9. Limitation of Liability. In no event shall Company be liable for indirect, incidental, consequential, special, or punitive damages of any kind or nature arising out of or relating to these Terms and Conditions or connected with or resulting from the Services, whether such liability is based on contract, tort, negligence, strict liability or otherwise, even if such party had been warned of the possibility of such damages. The cumulative liability, if any, of Company for direct damages arising under any provision of these Terms and Conditions or any contract formed pursuant hereto and under any theory of liability with respect to the Product or Services is limited to an amount not to exceed the price paid by Buyer for the particular Services giving rise to the liability. The right to recover damages within the limitations specified in this Section 10 is Buyer’s exclusive alternative remedy in the event any other contractual remedy fails in its essential purpose.
10. FORCE MAJEURE. Company will not be in default with respect to these Terms and Conditions or any contract formed pursuant hereto because of any failure or delay if the failure or delay is due to any occurrence beyond its reasonable control, including acts of God, acts of government, fires, floods, epidemics, quarantine restrictions, strikes, freight embargoes, civil commotion, war or war-like operation, acts of terrorism, invasion, military or usurped power, sabotage, and severe weather condition.
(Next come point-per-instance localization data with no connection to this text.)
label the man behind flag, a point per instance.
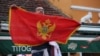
(33, 29)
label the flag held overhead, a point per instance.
(27, 28)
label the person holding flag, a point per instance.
(39, 30)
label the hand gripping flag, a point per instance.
(27, 28)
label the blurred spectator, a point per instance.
(87, 18)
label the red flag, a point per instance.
(28, 28)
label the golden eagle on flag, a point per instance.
(27, 28)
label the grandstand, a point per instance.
(84, 33)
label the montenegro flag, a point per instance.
(27, 28)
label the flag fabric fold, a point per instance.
(27, 28)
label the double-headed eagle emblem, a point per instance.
(45, 29)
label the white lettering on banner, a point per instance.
(21, 48)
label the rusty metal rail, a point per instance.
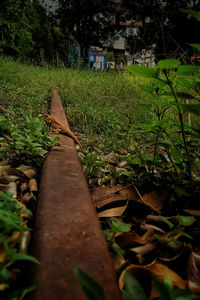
(67, 231)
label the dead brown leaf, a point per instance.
(129, 239)
(113, 212)
(155, 200)
(144, 249)
(157, 269)
(104, 195)
(193, 272)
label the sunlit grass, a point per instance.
(99, 105)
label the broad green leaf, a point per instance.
(119, 226)
(185, 83)
(185, 220)
(177, 155)
(108, 236)
(93, 290)
(191, 108)
(185, 95)
(196, 46)
(118, 250)
(185, 234)
(188, 69)
(132, 289)
(142, 71)
(193, 13)
(170, 224)
(168, 64)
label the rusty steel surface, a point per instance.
(67, 231)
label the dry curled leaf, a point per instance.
(129, 239)
(105, 195)
(16, 172)
(155, 200)
(113, 212)
(144, 249)
(157, 269)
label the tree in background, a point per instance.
(88, 22)
(27, 32)
(163, 25)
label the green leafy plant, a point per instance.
(25, 140)
(176, 231)
(116, 227)
(172, 141)
(92, 289)
(132, 289)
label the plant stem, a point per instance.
(169, 82)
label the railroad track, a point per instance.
(67, 232)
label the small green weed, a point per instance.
(116, 227)
(171, 141)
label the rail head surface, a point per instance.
(67, 232)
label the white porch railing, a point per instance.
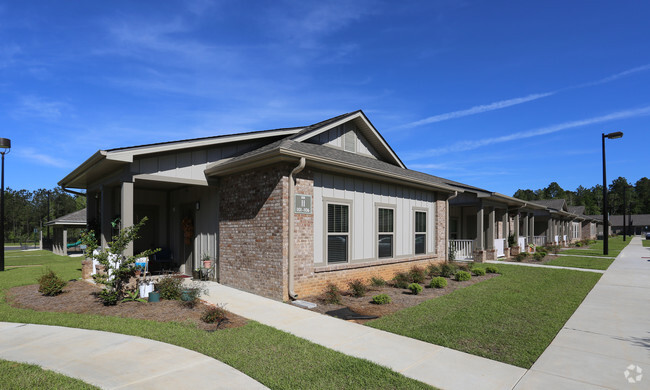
(522, 242)
(499, 245)
(463, 249)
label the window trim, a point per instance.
(326, 234)
(392, 207)
(426, 231)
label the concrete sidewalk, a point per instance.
(117, 361)
(607, 336)
(438, 366)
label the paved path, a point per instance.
(608, 332)
(116, 361)
(598, 271)
(438, 366)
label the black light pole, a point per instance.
(5, 147)
(624, 206)
(614, 135)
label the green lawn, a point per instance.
(276, 359)
(615, 246)
(511, 318)
(20, 376)
(581, 262)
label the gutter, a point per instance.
(295, 171)
(450, 197)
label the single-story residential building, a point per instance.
(281, 212)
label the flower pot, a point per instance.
(154, 296)
(186, 295)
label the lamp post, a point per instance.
(614, 135)
(5, 147)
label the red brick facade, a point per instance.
(253, 238)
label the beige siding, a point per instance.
(364, 196)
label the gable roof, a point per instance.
(322, 156)
(77, 218)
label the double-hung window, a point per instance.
(386, 232)
(338, 232)
(420, 232)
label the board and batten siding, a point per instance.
(364, 196)
(190, 164)
(346, 133)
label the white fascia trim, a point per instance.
(127, 155)
(348, 119)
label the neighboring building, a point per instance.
(636, 223)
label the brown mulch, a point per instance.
(80, 297)
(400, 298)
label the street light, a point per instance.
(5, 147)
(614, 135)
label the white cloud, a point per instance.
(34, 156)
(477, 109)
(475, 144)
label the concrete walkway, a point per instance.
(607, 336)
(116, 361)
(438, 366)
(598, 271)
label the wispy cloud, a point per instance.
(477, 109)
(475, 144)
(34, 106)
(40, 158)
(519, 100)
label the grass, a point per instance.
(28, 376)
(511, 318)
(581, 262)
(274, 358)
(615, 246)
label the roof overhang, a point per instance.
(288, 155)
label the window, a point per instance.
(338, 232)
(420, 232)
(386, 229)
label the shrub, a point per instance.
(415, 288)
(381, 299)
(417, 274)
(170, 287)
(438, 282)
(521, 256)
(215, 315)
(50, 284)
(462, 276)
(357, 288)
(478, 271)
(447, 270)
(433, 270)
(401, 280)
(332, 294)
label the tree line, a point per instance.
(637, 196)
(26, 211)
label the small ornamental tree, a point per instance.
(117, 266)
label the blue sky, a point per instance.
(500, 95)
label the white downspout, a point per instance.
(450, 197)
(292, 184)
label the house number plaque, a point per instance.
(303, 204)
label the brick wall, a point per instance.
(253, 231)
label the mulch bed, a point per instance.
(80, 297)
(400, 298)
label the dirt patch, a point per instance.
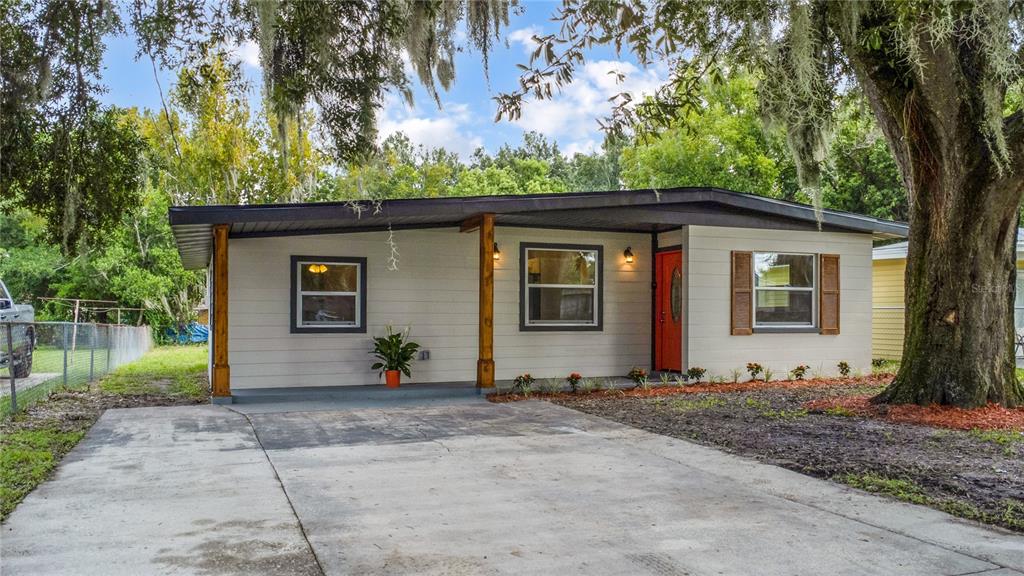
(656, 391)
(78, 409)
(991, 417)
(972, 474)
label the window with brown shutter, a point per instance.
(828, 293)
(741, 318)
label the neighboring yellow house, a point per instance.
(887, 297)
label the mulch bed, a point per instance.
(976, 474)
(991, 417)
(656, 391)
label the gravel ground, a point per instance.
(973, 475)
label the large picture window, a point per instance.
(560, 287)
(329, 294)
(783, 290)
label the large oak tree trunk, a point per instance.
(961, 274)
(958, 331)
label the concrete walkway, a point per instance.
(473, 488)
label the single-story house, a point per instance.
(889, 263)
(493, 287)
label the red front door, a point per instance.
(669, 312)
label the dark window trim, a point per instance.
(360, 329)
(523, 327)
(786, 330)
(795, 329)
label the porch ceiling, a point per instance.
(639, 211)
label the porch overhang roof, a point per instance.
(628, 210)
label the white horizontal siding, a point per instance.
(434, 291)
(709, 342)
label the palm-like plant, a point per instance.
(394, 352)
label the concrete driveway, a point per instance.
(474, 488)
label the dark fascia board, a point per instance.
(457, 209)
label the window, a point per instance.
(329, 294)
(1019, 301)
(560, 287)
(783, 290)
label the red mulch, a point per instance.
(989, 417)
(872, 380)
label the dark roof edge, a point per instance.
(461, 207)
11. INDEMNIFICATION. Buyer hereby specifically agrees to hold Company harmless and indemnify Company against any and all claims for damages or profits, and for all costs and reasonable attorney’s fees incurred by Company resulting from any claim, suit or suits arising from any Services, Product claims, or Buyer’s representation and warranty in Section 7 (Buyer’s License).
12. Independent Contractor/No Agency. The relationship between Company and Buyer shall be that of independent contractor and nothing in these Terms and Conditions shall in any way be construed to constitute Buyer as an agent, employee, or representative of the Company or Company as an agent, employee, or representative of Buyer.
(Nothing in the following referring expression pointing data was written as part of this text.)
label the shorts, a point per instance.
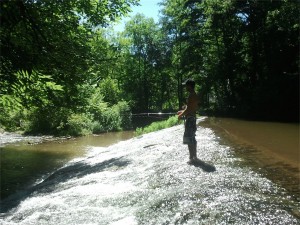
(190, 131)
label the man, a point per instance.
(190, 119)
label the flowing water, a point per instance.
(146, 180)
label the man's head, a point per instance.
(189, 84)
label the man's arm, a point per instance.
(191, 106)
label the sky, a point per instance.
(149, 8)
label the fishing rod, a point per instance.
(151, 114)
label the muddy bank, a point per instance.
(277, 142)
(7, 138)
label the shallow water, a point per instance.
(146, 180)
(25, 161)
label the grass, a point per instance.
(172, 121)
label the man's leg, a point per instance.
(193, 150)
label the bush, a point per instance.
(78, 125)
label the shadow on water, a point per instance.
(203, 165)
(76, 170)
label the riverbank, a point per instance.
(147, 180)
(277, 142)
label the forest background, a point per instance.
(64, 73)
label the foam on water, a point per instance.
(146, 180)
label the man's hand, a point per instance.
(179, 113)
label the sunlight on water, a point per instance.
(146, 180)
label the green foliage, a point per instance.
(172, 121)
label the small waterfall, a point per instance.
(146, 180)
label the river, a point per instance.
(146, 180)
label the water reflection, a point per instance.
(146, 180)
(24, 164)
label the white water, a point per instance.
(146, 180)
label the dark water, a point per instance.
(146, 180)
(25, 162)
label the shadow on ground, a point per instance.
(203, 165)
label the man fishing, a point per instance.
(189, 113)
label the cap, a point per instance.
(189, 82)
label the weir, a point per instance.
(146, 180)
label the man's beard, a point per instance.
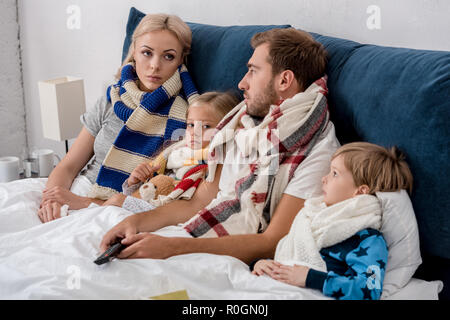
(260, 105)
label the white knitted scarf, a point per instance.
(317, 226)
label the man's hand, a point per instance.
(294, 275)
(265, 266)
(141, 173)
(123, 230)
(63, 196)
(49, 211)
(147, 245)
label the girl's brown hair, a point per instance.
(379, 168)
(222, 102)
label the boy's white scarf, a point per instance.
(317, 226)
(279, 143)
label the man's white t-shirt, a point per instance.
(307, 180)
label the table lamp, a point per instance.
(62, 102)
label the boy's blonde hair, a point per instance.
(379, 168)
(157, 22)
(222, 102)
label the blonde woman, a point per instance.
(131, 121)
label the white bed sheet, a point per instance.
(55, 260)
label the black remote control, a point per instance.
(110, 253)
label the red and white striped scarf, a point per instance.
(282, 140)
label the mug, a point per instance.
(45, 160)
(9, 169)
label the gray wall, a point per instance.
(57, 41)
(12, 109)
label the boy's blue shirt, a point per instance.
(356, 268)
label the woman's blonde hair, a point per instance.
(156, 22)
(379, 168)
(222, 102)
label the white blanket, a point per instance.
(55, 260)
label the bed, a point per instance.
(55, 260)
(377, 94)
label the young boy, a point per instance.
(334, 244)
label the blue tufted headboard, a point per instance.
(388, 96)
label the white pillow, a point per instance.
(399, 229)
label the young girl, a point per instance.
(202, 117)
(334, 244)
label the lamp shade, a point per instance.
(62, 102)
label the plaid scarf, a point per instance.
(150, 119)
(281, 141)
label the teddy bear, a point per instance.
(152, 188)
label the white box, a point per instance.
(62, 102)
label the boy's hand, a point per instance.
(265, 266)
(116, 200)
(294, 275)
(142, 172)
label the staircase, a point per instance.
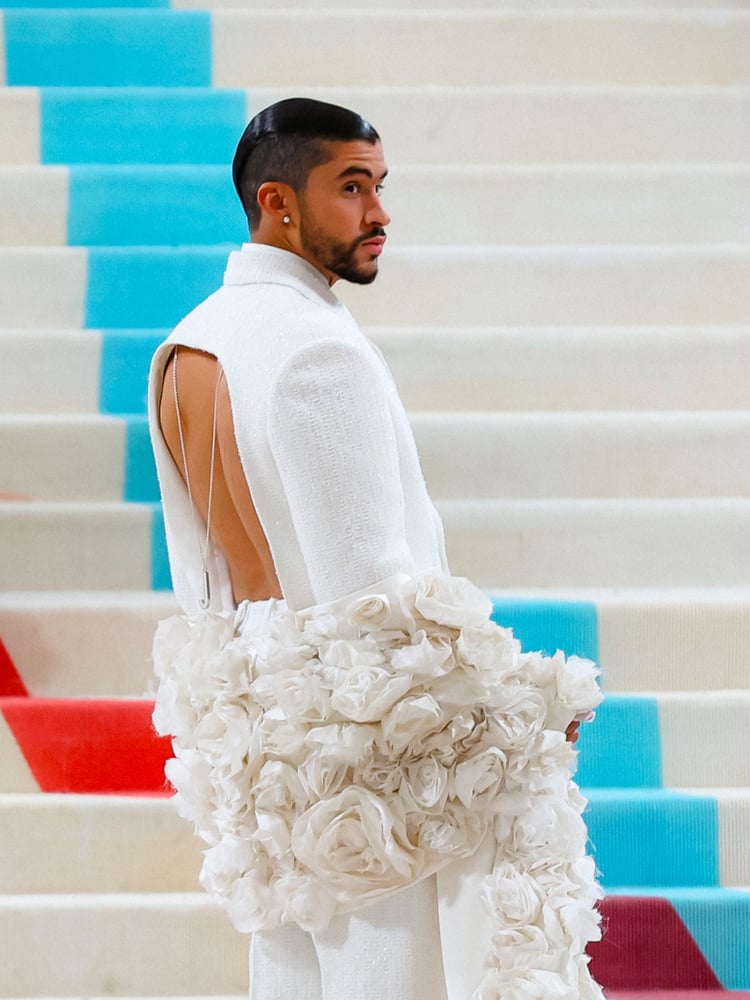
(564, 303)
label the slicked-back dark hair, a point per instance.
(285, 141)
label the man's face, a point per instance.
(342, 219)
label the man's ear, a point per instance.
(276, 200)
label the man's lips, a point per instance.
(374, 244)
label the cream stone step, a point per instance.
(464, 455)
(526, 204)
(480, 125)
(418, 48)
(456, 368)
(705, 740)
(42, 633)
(599, 543)
(569, 203)
(461, 285)
(49, 371)
(733, 816)
(526, 5)
(86, 945)
(95, 844)
(64, 458)
(649, 638)
(43, 287)
(663, 639)
(498, 543)
(563, 124)
(569, 368)
(50, 546)
(538, 286)
(34, 205)
(734, 821)
(588, 454)
(20, 115)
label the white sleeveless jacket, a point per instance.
(324, 440)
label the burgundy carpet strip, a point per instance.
(679, 995)
(646, 946)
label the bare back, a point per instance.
(235, 525)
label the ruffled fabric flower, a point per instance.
(333, 756)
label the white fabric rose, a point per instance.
(410, 722)
(451, 601)
(424, 786)
(367, 693)
(353, 843)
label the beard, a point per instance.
(338, 257)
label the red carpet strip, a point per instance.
(11, 684)
(105, 746)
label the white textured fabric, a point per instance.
(332, 467)
(325, 443)
(338, 755)
(388, 950)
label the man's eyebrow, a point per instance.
(355, 171)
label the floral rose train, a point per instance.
(331, 756)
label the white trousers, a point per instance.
(427, 942)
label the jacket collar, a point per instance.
(258, 263)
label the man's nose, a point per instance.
(377, 214)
13. ASSIGNMENT. Buyer shall not assign in whole or in part any of its rights and obligations with respect to these Terms and Conditions or any contract formed pursuant hereto without the express written consent of Company.
14. Attorneys’ Fees. If Company retains legal counsel to enforce any of these Terms and Conditions or to recover damages from Buyer arising from Buyer’s breach of these Terms and Conditions, then Buyer shall pay Company’s reasonable attorneys’ fees together with cost of suit at both trial and appellate levels.
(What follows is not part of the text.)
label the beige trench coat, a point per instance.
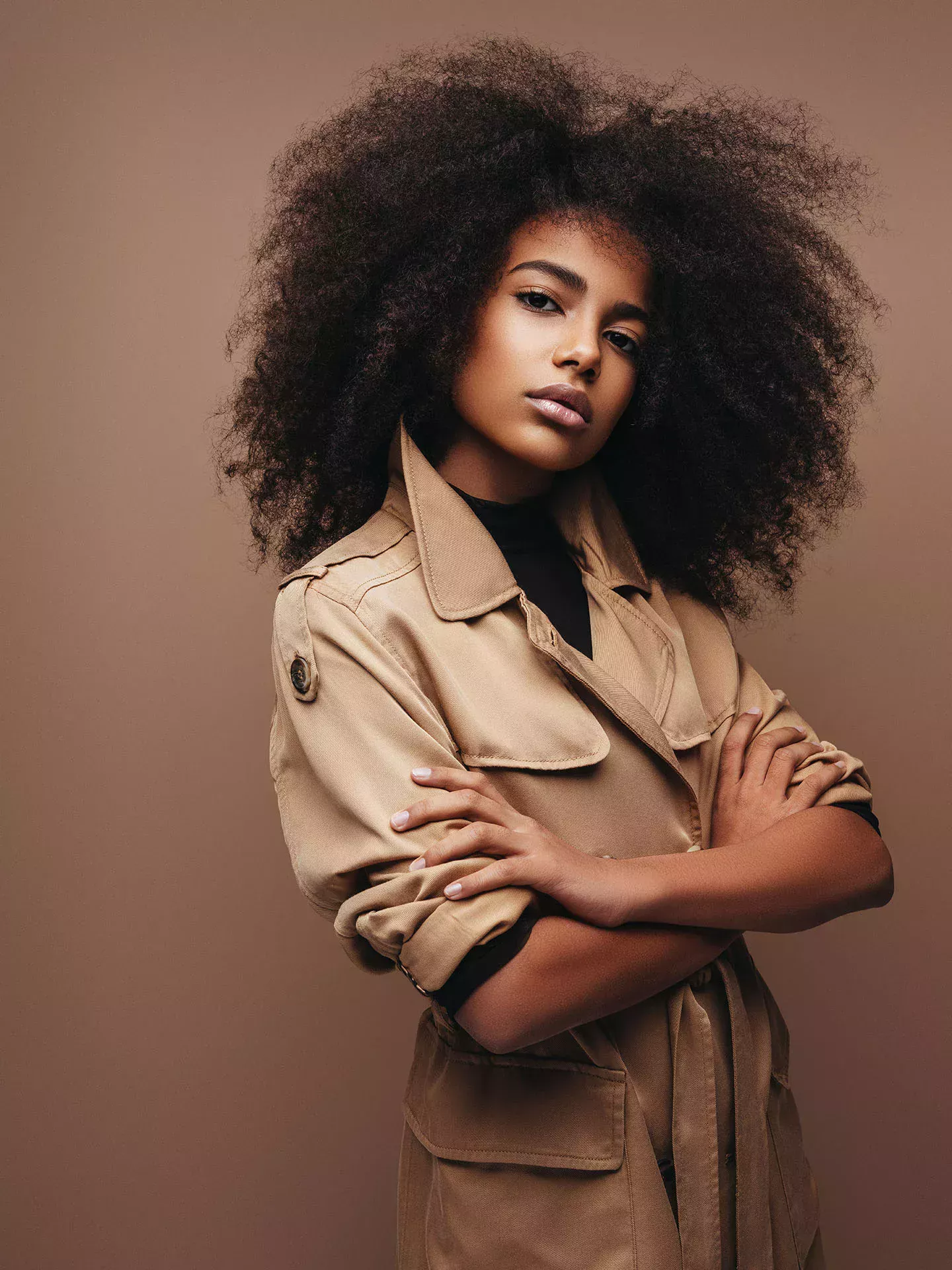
(411, 643)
15. Applicable Law; Jurisdiction. These Terms and Conditions shall be governed by and construed in accordance with the internal laws of the State of Wisconsin, without regard to its conflict of laws principles or rules of construction concerning the draftsman hereof. Any controversy, claim or dispute arising out of or relating to this Agreement or the relationship, either during the existence of the relationship or afterward, between the parties hereto, their assignees, affiliates, attorneys, or agents, shall be litigated solely in state court in Dane County, Wisconsin or the United States District Court for the Western District of Wisconsin. Each Party (1) submits to the jurisdiction of such court, and (2) waives the defense of an inconvenient forum.